Politica

Il caso «Roma sporca ma è un’eredità della sinistra»

Roma? «Mi piace così com’è», ma «fa male al cuore» vederla così, come Napoli e Palermo, con «scritte» sui muri e «lordura» per le strade. «Sembrano più città africane che europee» e ci vorrebbe - è il suggerimento - «più cura degli spazi verdi, più attenzione alla pulizia...». Boom! Silvio Berlusconi attacca Gianni Alemanno? È tarda mattinata quando la politica capitolina va in tilt. E la sinistra, dopo le dichiarazioni del premier a Radio Radio, si butta a capofitto, con commenti che invadono le agenzie di stampa. «L’ha fatto nero», «sonora bocciatura», «il sindaco si dimetta» e così via.

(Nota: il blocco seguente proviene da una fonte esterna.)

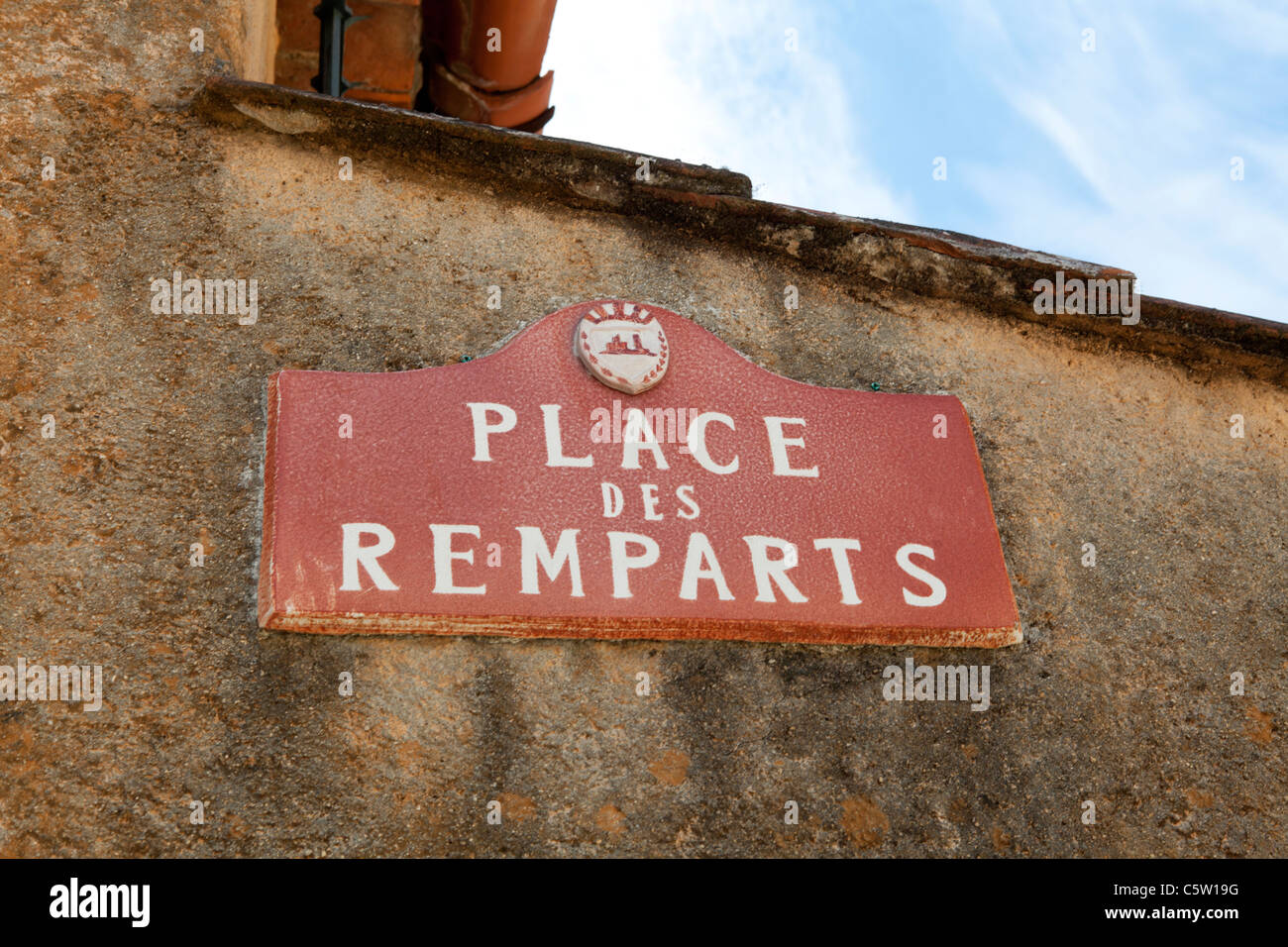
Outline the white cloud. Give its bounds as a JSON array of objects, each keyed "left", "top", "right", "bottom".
[{"left": 545, "top": 0, "right": 911, "bottom": 220}]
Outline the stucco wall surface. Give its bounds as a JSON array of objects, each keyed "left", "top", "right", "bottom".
[{"left": 0, "top": 3, "right": 1288, "bottom": 856}]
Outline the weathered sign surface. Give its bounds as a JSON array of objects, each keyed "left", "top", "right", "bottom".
[{"left": 259, "top": 300, "right": 1020, "bottom": 647}]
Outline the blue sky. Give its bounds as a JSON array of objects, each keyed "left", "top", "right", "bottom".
[{"left": 545, "top": 0, "right": 1288, "bottom": 322}]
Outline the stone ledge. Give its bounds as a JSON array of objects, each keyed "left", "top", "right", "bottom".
[{"left": 193, "top": 76, "right": 1288, "bottom": 386}]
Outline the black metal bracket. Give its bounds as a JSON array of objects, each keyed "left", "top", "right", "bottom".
[{"left": 309, "top": 0, "right": 366, "bottom": 98}]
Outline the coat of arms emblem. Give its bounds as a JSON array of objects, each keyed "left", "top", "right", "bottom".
[{"left": 575, "top": 301, "right": 670, "bottom": 394}]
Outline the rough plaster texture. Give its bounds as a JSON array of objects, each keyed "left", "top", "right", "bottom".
[{"left": 0, "top": 3, "right": 1288, "bottom": 856}]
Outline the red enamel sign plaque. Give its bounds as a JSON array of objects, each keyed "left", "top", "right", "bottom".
[{"left": 259, "top": 300, "right": 1020, "bottom": 647}]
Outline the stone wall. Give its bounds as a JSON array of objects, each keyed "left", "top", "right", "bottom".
[{"left": 0, "top": 0, "right": 1288, "bottom": 856}]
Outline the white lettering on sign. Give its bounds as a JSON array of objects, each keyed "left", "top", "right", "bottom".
[{"left": 340, "top": 525, "right": 948, "bottom": 608}]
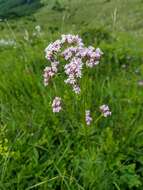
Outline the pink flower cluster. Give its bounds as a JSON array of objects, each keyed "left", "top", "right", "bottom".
[
  {"left": 43, "top": 34, "right": 103, "bottom": 94},
  {"left": 85, "top": 110, "right": 92, "bottom": 125},
  {"left": 52, "top": 97, "right": 62, "bottom": 113},
  {"left": 100, "top": 104, "right": 112, "bottom": 117}
]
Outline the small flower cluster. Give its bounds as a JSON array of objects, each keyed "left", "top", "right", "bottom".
[
  {"left": 100, "top": 104, "right": 111, "bottom": 117},
  {"left": 85, "top": 110, "right": 92, "bottom": 125},
  {"left": 52, "top": 97, "right": 62, "bottom": 113},
  {"left": 44, "top": 34, "right": 103, "bottom": 94}
]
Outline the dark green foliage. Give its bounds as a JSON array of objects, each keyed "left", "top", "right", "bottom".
[
  {"left": 0, "top": 0, "right": 143, "bottom": 190},
  {"left": 0, "top": 0, "right": 42, "bottom": 18}
]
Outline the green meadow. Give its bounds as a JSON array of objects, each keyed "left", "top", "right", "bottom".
[{"left": 0, "top": 0, "right": 143, "bottom": 190}]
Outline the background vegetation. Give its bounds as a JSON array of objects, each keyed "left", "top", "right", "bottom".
[{"left": 0, "top": 0, "right": 143, "bottom": 190}]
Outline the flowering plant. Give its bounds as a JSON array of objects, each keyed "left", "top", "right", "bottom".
[{"left": 43, "top": 34, "right": 111, "bottom": 125}]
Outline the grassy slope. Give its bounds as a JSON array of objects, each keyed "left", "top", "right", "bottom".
[{"left": 0, "top": 0, "right": 143, "bottom": 190}]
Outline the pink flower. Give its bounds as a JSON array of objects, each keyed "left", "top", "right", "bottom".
[
  {"left": 85, "top": 110, "right": 92, "bottom": 125},
  {"left": 100, "top": 105, "right": 112, "bottom": 117},
  {"left": 52, "top": 97, "right": 62, "bottom": 113}
]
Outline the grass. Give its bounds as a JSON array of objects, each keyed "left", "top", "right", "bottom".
[{"left": 0, "top": 0, "right": 143, "bottom": 190}]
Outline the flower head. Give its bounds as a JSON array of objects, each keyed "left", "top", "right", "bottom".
[
  {"left": 100, "top": 104, "right": 112, "bottom": 117},
  {"left": 52, "top": 97, "right": 62, "bottom": 113},
  {"left": 85, "top": 110, "right": 92, "bottom": 125}
]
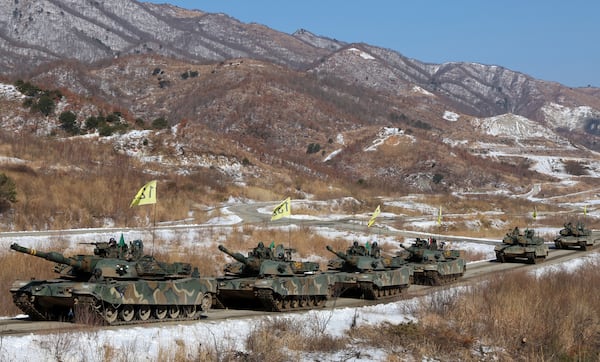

D’altronde, non le pare vero che il Cavaliere bacchetti il primo cittadino pidiellino. Già, infatti non è vero.
«Mi dicono che si è creato un equivoco per una mia intervista», chiarisce a stretto giro il Cavaliere: «Non ho mai inteso attaccare, è ovvio, il sindaco Gianni Alemanno (nella foto in alto), che sta svolgendo un eccellente lavoro su Roma, con grande e continuo impegno personale, per cercare di superare le pesanti eredità ricevute dalla sinistra». Purtroppo, aggiunge Berlusconi nella nota - diffusa dopo il chiarimento telefonico con il diretto interessato - «dopo 15 anni di incuria e di degrado della sinistra, non basta certo un anno di lavoro per risolvere la situazione del decoro e della pulizia dei luoghi pubblici. Per i writers e per chi imbratta i muri è indispensabile applicare le norme al riguardo, già contenute nel codice penale ma cadute in disuso, oppure varare una nuova legge su scala nazionale che permetta ai sindaci di punire in maniera esemplare i deturpatori». Insomma, «sono assolutamente orgoglioso del lavoro che finalmente il sindaco sta realizzando a Roma, anche con il sostegno del governo nazionale, per far uscire la nostra Capitale dal degrado in cui l’hanno ridotta le amministrazioni di sinistra».
Chiuso il capitolo Campidoglio, Berlusconi rilancia il progetto del taglio dei parlamentari («350 alla Camera, 150 al Senato»), poi avverte: «Votare il Pd alle Europee vuol dire gettar via il proprio voto». Con l’Idv, invece, Antonio Di Pietro «mette insieme gli scontenti e i forcaioli».

Infine, in vista del G8 di luglio, ribadisce: «A metà giugno andrò a parlare con il presidente Obama».